Roche & Cie

Taxation of capital gains: new rules specified

Since 2013, the capital gains realized on the sale of shares and the shares are subject to progressive rates of income tax instead of being taxed at a flat rate.

To encourage savers to keep their shares long, the amount of the chargeable gain is reduced by an allowance for holding period. This allowance amounts to understate the taxable gain of 50% when the securities are sold between 2 and 8 years after acquisition and 65% where the sale takes place 8 years after (an “enhanced” reduction up to 85% s’ apply to certain transfers).

To calculate the taxable gain under a year, the individual may reduce the amount of gains, losses realized during the year and losses “in contango” the last ten years.

But the tax authorities considered until now the abatement for holding period should also apply to the losses, which had the effect of decreasing the amount due on capital gains and therefore increase the base taxable.

Non-taxable losses

The State Council had censored on 12 November 2015 this view and asked the tax authorities to review its copy. What she did in a statement published March 4 in which it states that “the capital loss incurred during a year or a previous year is deducted from taxable capital gains deductions before application, if any, of despondency. ” Clearly, the reduction does not apply to capital losses.

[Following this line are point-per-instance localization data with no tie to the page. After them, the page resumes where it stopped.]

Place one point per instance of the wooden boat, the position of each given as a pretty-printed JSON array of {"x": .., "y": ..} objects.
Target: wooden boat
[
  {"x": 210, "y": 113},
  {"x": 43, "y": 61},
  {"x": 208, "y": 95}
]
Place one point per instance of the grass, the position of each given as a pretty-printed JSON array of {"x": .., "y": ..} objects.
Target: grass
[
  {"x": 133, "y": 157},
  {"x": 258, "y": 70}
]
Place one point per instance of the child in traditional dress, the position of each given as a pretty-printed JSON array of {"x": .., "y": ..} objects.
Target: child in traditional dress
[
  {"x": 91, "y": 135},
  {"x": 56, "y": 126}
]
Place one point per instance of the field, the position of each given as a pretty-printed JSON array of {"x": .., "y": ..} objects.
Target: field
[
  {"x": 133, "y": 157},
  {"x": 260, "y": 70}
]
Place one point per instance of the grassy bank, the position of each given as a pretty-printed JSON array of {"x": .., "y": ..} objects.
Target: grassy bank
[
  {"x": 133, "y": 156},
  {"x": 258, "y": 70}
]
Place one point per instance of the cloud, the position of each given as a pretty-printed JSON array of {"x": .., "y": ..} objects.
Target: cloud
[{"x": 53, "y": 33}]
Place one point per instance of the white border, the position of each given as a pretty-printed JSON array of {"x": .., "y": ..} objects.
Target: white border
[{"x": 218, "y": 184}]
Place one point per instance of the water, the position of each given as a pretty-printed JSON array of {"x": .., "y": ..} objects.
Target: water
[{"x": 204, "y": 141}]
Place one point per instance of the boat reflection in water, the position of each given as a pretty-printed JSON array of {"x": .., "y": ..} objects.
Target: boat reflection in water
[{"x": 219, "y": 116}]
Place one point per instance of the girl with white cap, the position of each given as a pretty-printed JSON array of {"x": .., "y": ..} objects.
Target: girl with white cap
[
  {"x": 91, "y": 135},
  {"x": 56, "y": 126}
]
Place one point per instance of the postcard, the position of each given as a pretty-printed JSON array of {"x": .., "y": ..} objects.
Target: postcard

Now, individuals will therefore deduct the losses of their costs if the result is positive then apply that amount abatement for holding period. This is the amount after “shot” to be taxed at the income tax.

Conversely, if the losses exceed the gain, the loss is not taxable. She even carried over possible capital gains over the next decade.

Possibility to charge or not its losses

Drawing the consequences of the decision of the State Council, the administration also indicates that the taxpayer may deduct the loss on one or more taxable gains of his choice. Clearly, the IRS offers taxpayer not immediately attribute a loss.

“Taxpayers have an interest in charges their first losses on the capital gains that do not benefit abatement, which is the case when the securities were purchased recently. As could be expected, the administration also seems to recognize the taxpayer the choice not immediately attribute a loss to be able to charge later on added value that would not open right to such a strong abatement ” suggests Florent Ruault, lawyer at CMS Bureau Francis Lefebvre.

practical consequence: this new rule applies to most and losses realized in 2015, to declare when filing the tax return in May-June.

For capital gains in 2013 and 2014, taxpayers have the option to file a complaint to request reimbursement of overpaid tax, if in this case. Because, as recalled Florent Ruault, “the new rule decided by the State Council is not favorable to all taxpayers.”